第52話・深淵からの挑戦・虚空を彷徨うもの

 

──ピッピッピッ

 緊張感が中継船内に広がる。

 監視用の窓から外を見ても、あたり一面は何もない宇宙。

 月軌道宇宙ステーション『ゲートウェイ』が何者かに攻撃されてから、すでに五時間。

 幸いなことに空気も食糧もあと一週間は大丈夫だが、ゲートウェイから切り離した直後に飛んできた破片が船体のあちこちに直撃。

 姿勢制御システムと通信システムが全て使い物にならなくなっている。


「……この位置からは、何も見えないか」

「地球から救援が来ると思いますか?」


 悲痛な声で、乗組員が呟く。

 今、この中継船に起きた事故のことをJAXAが確認できているのか?

 通信が途絶えた時点で、JAXAも何かしらの手を打っている可能性はある。

 だが、肝心な通信システムが破損しているため、こちらの位置を説明することができない。
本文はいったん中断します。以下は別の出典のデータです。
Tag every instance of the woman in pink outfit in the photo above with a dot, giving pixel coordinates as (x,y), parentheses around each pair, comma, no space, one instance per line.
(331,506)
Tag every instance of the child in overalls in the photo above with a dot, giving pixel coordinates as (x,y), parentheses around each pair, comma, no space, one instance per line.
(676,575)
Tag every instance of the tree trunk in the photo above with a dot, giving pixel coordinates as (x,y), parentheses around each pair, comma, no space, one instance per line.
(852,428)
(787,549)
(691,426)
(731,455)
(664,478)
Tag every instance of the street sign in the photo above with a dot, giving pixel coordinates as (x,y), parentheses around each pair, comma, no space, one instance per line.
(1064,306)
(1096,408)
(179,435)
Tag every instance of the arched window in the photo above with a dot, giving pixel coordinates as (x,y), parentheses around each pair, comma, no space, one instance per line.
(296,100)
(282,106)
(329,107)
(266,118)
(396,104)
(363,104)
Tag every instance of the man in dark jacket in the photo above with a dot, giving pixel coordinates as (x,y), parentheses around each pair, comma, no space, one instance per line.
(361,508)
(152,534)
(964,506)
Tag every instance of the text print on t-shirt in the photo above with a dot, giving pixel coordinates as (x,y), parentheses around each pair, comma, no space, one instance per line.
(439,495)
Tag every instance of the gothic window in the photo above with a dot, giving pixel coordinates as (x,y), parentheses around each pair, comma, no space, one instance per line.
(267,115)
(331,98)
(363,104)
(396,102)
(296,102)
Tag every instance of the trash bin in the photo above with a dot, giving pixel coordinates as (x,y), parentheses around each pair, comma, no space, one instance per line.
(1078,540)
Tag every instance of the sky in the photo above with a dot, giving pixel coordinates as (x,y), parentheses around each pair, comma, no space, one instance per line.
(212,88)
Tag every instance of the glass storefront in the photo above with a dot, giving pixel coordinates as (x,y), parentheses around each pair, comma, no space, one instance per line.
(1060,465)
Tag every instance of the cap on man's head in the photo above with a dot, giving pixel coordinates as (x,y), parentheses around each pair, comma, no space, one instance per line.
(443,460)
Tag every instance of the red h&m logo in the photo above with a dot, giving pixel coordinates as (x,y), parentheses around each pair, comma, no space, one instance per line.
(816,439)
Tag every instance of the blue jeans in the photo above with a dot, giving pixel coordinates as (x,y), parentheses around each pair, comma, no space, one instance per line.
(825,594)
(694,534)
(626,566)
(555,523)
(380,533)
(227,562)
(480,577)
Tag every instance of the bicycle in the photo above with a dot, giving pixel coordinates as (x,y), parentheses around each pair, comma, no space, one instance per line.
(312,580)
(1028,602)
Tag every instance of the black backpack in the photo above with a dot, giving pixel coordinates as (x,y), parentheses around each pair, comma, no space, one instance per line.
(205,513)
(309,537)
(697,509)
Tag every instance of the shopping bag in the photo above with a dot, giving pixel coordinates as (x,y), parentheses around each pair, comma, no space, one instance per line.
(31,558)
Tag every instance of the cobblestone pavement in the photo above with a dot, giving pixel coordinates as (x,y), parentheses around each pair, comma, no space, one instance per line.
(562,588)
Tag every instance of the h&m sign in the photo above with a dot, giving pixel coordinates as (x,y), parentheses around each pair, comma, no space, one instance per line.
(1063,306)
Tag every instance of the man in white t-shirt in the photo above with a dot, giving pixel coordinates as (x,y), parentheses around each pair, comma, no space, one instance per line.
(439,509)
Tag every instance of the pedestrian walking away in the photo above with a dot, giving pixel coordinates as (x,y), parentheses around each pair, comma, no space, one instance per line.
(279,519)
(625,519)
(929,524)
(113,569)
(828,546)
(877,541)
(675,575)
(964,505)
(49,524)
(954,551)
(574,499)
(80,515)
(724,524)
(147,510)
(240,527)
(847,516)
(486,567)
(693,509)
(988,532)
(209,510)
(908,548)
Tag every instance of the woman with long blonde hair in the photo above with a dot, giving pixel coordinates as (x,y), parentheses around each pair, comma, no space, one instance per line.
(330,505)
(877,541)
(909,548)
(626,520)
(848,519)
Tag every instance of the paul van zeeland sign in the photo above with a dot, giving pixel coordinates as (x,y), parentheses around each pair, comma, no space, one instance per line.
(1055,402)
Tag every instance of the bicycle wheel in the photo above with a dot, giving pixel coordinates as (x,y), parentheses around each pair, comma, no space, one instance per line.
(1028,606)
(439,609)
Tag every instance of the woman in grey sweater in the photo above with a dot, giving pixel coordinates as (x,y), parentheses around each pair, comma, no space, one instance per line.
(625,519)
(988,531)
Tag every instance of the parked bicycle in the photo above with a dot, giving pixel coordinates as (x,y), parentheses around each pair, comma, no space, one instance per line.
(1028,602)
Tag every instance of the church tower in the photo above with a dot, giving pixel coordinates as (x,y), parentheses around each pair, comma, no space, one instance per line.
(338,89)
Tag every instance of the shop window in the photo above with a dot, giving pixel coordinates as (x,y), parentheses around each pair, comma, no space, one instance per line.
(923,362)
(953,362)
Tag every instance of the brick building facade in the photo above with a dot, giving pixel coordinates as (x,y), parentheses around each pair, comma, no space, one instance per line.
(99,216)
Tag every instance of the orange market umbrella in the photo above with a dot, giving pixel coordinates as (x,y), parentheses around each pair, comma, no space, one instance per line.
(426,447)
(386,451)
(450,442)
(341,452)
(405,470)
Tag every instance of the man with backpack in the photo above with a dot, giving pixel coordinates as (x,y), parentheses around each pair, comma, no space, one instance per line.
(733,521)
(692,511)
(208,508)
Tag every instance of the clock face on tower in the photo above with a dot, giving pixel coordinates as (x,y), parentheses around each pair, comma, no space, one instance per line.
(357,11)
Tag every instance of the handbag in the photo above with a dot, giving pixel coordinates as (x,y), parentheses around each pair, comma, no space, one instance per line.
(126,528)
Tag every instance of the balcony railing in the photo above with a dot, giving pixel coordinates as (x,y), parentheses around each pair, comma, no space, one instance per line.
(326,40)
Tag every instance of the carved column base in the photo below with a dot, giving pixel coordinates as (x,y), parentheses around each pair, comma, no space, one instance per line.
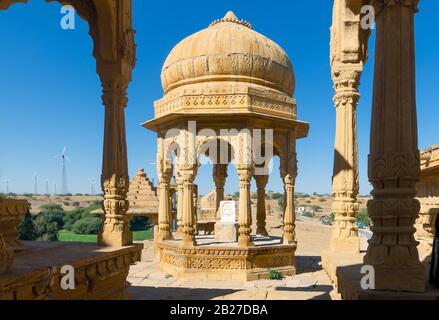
(164,235)
(289,238)
(261,231)
(115,234)
(345,233)
(245,241)
(351,244)
(188,240)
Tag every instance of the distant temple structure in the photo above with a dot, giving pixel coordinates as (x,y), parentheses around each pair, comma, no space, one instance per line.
(142,197)
(230,78)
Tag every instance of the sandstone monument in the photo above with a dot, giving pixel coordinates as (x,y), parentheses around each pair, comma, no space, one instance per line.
(225,77)
(226,87)
(428,195)
(34,272)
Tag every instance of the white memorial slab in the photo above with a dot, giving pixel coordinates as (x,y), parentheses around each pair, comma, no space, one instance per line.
(228,211)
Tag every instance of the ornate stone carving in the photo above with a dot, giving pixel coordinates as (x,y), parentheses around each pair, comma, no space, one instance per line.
(261,183)
(348,55)
(245,215)
(115,229)
(394,164)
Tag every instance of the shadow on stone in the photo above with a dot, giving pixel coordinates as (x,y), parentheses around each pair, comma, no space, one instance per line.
(157,293)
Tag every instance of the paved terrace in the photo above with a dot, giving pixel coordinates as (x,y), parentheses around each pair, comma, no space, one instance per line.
(310,283)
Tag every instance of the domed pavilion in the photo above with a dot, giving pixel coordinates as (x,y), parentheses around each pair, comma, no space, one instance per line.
(228,95)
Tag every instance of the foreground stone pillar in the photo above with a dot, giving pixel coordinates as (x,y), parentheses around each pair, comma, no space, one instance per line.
(394,163)
(195,207)
(261,183)
(164,208)
(289,213)
(219,176)
(180,189)
(188,236)
(345,178)
(245,214)
(115,182)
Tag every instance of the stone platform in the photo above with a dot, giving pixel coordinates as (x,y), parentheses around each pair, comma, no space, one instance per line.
(348,287)
(100,272)
(211,260)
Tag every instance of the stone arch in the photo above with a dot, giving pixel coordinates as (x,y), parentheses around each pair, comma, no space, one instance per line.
(221,155)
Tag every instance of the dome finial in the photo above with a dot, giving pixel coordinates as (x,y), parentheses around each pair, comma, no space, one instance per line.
(231,17)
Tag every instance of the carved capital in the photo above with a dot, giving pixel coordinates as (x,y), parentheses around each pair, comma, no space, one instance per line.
(394,166)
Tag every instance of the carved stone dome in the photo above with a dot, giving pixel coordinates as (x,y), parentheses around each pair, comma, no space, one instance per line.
(228,50)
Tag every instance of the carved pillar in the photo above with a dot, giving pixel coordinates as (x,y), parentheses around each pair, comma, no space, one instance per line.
(188,176)
(219,176)
(348,55)
(195,207)
(180,189)
(394,164)
(245,214)
(345,184)
(288,172)
(164,207)
(114,179)
(261,183)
「緊急事態用のビーコンは発していますが、それが無事に届いているかもわかりません」

「まあ、最後まで希望は捨てないことだ。幸いなことに、まだ酸素も食糧もある。大丈夫だ、日本は我々を見捨てるはずがない」

「でも、地球方面に流れてしまって、このまま大気圏に突入したら……」

「だから、大丈夫だと思え。不安を口に出すな‼︎」


 必死に乗組員の士気を高めようと鼓舞する船長。

 無事に、地球からの救援が間に合うことを信じて。


………

……


「……太陽光パネルが一部破損。姿勢制御スラスターは生きていますが、カーゴルームが丸々抉られています」


 一方の中国中継船。

 こちらは日本よりも深刻である。

 建設中のゲートウェイのフレームがカーゴルームに突き刺さり貫通。搭載してあった荷物が宇宙空間に放出されてしまった。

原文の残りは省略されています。